Steve Sutton, Technical Manager at the Heating and Hotwater Industry Council, explains the importance of system balancing when designing and commissioning a heating system.

When it comes to ensuring that domestic heating is as energy efficient as possible, there can be a temptation to focus solely on research into the future of heat. However, there are some relatively straightforward adjustments that can be made to existing systems that will have a tangible effect on the effectiveness of home heating. One of these is to make sure heating systems are correctly balanced, a matter of best practice that Boiler Plus highlighted in interviews with heating engineers two years ago, and one which remains as important as ever. 

The problem

Domestic heating systems need to be balanced to supply an equal flow of hot water to each radiator throughout the house, in order to maintain comfort and ensure the system works efficiently. 

In properties that have large pipe runs, it is often the case that the radiator at the end of the system will not receive a very good flow of hot water. Similarly, convection means that some houses have radiators that are overly hot upstairs and lukewarm downstairs. 

Heating systems can also become unbalanced as a result of changing the radiators. It may be that more have been added or removed during a home refurb and not appropriately rebalanced when refitted. 
The problem with an unbalanced system is that heat will not be distributed evenly across heat emitters, essentially leaving some radiators cold while others become piping hot. This can result in some areas of the house not receiving heat, with obvious implications for the comfort of the occupiers. 

Thermostatic radiator valves (TRVs) with too much flow may not operate properly. This could result in loud water ‘streaming’ noises as it flows through the valves, particularly as they start to close when the room temperature increases.

More pertinently, if consumers are unaware that system imbalance is the cause of radiators not working, they may simply turn up the boiler to mitigate the issue. However, this doesn’t address the root cause, and will lead to much higher energy bills and an inefficient heating system.

The solution 

Once system imbalance has been identified as the issue, the solution is fairly straightforward. Radiator valves can be manually adjusted by ensuring that the correct flow rate is achieved across all heat emitters in the property. 

Many of the latest TRVs include a product which facilitates adjustment of the flow rate through the TRV itself, which allows heating engineers to easily set the heat output of a radiator. Adjusting the flow of hot water through the TRV helps ensure correct heat output of the radiator, which the heating engineer will determine for each room based on heat loss calculations. TRV manufacturers provide a table that gives settings on the valve and output that will be received by the radiator. 

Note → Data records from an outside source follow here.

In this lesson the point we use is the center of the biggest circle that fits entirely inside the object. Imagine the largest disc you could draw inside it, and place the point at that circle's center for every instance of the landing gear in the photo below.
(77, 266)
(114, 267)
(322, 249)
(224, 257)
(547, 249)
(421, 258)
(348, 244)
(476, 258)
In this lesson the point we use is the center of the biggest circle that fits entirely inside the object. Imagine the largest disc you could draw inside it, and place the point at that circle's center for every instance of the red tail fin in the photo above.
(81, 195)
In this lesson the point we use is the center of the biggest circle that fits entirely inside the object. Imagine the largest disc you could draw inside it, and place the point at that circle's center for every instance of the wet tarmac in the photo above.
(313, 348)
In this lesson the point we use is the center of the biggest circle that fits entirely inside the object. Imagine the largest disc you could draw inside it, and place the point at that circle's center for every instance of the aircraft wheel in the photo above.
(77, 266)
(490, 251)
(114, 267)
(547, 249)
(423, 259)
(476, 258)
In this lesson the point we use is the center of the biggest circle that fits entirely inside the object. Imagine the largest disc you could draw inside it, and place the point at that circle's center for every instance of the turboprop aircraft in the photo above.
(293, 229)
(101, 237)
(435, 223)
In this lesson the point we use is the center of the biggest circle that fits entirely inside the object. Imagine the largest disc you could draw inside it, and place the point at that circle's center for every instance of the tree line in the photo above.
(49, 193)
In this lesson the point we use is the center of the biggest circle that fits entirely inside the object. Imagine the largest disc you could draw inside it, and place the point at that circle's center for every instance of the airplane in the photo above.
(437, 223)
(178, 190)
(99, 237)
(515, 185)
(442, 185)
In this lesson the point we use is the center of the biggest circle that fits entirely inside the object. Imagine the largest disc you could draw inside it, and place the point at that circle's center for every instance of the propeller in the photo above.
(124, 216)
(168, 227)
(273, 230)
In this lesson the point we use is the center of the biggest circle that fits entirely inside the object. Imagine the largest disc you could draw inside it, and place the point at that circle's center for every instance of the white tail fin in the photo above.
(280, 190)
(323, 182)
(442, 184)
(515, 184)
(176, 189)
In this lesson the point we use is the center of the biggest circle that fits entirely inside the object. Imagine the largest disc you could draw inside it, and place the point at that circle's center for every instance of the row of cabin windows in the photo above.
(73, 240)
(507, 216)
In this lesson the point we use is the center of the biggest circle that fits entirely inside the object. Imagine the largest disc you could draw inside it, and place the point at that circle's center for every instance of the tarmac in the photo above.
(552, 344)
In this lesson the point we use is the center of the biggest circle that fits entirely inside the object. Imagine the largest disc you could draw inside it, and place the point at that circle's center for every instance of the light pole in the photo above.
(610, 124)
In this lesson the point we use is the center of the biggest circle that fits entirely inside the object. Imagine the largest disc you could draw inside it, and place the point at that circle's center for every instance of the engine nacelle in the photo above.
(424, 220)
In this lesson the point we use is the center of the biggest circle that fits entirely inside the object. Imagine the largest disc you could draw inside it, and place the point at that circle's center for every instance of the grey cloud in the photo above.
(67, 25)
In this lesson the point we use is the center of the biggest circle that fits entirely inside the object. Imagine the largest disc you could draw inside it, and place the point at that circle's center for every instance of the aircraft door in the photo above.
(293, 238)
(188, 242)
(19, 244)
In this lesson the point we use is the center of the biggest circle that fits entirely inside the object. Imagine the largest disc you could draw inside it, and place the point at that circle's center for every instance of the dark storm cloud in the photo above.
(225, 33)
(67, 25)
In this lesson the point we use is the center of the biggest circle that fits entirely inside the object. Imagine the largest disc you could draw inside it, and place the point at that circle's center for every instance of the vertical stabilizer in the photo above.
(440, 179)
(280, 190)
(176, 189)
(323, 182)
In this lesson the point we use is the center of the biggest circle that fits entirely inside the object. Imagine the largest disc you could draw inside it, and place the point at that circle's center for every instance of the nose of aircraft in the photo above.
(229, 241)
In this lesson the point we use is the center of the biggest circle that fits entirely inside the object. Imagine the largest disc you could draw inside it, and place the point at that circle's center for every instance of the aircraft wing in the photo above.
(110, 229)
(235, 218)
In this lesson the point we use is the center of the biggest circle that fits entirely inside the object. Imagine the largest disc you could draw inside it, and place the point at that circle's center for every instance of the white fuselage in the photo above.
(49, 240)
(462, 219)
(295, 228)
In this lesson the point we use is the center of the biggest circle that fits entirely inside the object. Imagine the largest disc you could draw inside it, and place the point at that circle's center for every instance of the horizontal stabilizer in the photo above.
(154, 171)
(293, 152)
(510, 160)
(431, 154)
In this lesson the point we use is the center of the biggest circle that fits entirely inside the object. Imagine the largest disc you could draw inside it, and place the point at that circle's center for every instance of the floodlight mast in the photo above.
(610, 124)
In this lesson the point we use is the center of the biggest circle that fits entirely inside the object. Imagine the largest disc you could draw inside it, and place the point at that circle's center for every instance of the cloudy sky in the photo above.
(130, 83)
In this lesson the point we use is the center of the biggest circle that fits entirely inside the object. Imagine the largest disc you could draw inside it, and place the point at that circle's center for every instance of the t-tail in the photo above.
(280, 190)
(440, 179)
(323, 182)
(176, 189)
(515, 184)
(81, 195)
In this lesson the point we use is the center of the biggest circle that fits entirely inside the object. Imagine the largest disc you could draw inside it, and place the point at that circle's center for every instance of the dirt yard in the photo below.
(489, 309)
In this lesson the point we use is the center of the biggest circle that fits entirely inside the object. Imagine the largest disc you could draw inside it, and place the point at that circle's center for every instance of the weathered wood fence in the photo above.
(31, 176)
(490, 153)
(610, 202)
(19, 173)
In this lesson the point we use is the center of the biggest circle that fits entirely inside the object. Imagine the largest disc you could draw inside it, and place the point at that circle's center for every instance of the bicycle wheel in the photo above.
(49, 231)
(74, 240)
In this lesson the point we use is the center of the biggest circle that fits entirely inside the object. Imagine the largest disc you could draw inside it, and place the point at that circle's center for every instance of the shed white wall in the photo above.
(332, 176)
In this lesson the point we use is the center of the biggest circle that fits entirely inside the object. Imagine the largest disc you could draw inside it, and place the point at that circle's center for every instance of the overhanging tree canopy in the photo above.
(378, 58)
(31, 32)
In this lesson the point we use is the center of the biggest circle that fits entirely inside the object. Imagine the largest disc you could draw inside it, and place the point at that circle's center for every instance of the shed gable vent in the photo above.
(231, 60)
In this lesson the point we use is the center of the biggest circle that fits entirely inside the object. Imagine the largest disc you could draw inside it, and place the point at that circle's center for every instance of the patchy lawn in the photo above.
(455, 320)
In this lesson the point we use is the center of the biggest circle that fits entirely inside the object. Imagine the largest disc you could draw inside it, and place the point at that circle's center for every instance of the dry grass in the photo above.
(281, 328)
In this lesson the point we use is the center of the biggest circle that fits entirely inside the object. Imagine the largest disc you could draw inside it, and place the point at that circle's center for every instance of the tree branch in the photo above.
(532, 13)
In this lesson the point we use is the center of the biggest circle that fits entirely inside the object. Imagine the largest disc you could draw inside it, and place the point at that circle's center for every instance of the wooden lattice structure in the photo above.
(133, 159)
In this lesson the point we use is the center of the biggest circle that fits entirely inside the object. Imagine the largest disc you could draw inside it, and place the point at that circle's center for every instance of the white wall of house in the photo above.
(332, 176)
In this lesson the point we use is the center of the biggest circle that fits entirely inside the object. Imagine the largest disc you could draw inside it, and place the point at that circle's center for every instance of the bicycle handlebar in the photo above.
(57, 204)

This is where heat loss calculations are critical, especially for low temperature systems, as they help to provide a specific guideline for how the system should be balanced. Identifying where thermal energy is lost in the home enables heating engineers to mitigate through system balance, utilising the latest TRV technology to ensure consistent heat and efficiency throughout the property.  

Good practice

Ensuring that TRVs are fitted on radiators should be part of a heating engineer’s normal routine, with boiler replacements the perfect time to do so owing to the system already being drained down. Adopting this type of approach allows existing systems to work at maximum efficiency, ultimately maintaining the correct level of comfort for consumers while saving energy. 

The rise of smart home technology should also be taken note of, with a range of companies now offering homeowners the ability to digitally ‘zone’ heating within houses. This has a natural fit with the use of TRVs, with many devices that are already fitted able to be upgraded to work as part of the smart home system. It should be noted, however, that for this to work effectively, systems will still need to be balanced.

Final thoughts

The domestic heating industry is constantly working towards improving the efficiency and effectiveness of delivery into homes, and while this often involves a focus on the development of new appliances and fuel, the optimisation of existing systems should not be ignored. Indeed, given that the government is likely to introduce low temperature heating systems into newbuilds as part of SAP 10, this approach to balancing heating systems will become more important than ever.